Accessing and downloading data in cloud storage
Once the image status indicates it’s ready for download, EEDL will go retrieve all the image parts
that Earth Engine exported from your export location. In Google Drive exports, it will access the
mounted Google Drive folder on your computer and list
the contents of the folder you exported to, then find everything with a name matching the
name you provided at export time (plus other name parts Earth Engine adds). It will then download
those parts by moving all the matching files to the export location you provided as an argument
to wait_for_images. Note that this method means EEDL deletes images from Google Drive for you,
though they continue to take space (see Working with Export Locations - Drive vs. Cloud for more information). For Google Cloud exports, it will ask for a listing from the bucket’s public
API endpoint of all files that match the name string you provided, then initiate HTTP requests to download
each individual file. With this method, we cannot currently delete images from Cloud Storage buckets,
so we recommend a lifecycle policy on the bucket that automatically deletes files after 24 hours, if possible.
Reassembling the pieces
Once EEDL has downloaded all pieces of an image, it executes any configured callbacks (provided
as a string name of the EEDLImage method to wait_for_images). The most common callback
is mosaic, which takes all the tiles that match the image’s name that have been downloaded
and mosaics them back together with GDAL. Currently, it also builds overviews/pyramids and sets lossless
compression parameters on images as well. The final result will be a single image on your device,
in the folder you specified for downloads with roughly the name you provided and _mosaic
appended to the end. Because you can’t reliably predict the name of the final image, it is stored
on the EEDLImage object as the mosaic_image attribute once the export is complete.
Running zonal statistics
EEDL also can run zonal statistics after mosaicking. You can either call the methods manually
after finishing the download loop, but more likely, you’ll run the mosaic_and_zonal
callback instead of the mosaic callback. mosaic_and_zonal requires preconfiguration
of the EEDLImage object by providing the path to your polygon dataset (OGR-compatible), the unique
identifier field, and the statistics you’d like to run. This information can be passed as keyword arguments
when creating an EEDLImage object or set as attributes later, but before downloads begin.
Zonal statistics will be produced as CSVs in the same folder as the image. Statistics are produced
by the rasterstats package and are subject to its capabilities and limitations. We’d like to have
the option to run zonal stats within Earth Engine (and then initiate a separate export and download) as well
but have not developed the functionality yet.

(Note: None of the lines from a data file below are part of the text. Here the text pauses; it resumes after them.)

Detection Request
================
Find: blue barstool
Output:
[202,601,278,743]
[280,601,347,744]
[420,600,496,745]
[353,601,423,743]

The advantage of running zonal statistics via the mosaic_and_zonal callback is that zonal statistics
are the most time consuming local operation EEDL provides. By running it within the callback, zonal statistics are
run primarily in the time EEDL is waiting for Earth Engine to export other images. For very large polygon datasets it can
take longer, but typical usage is that more polygons are associated with larger images that, themselves, can take longer
to export from Earth Engine, so the two execution times roughly scale together.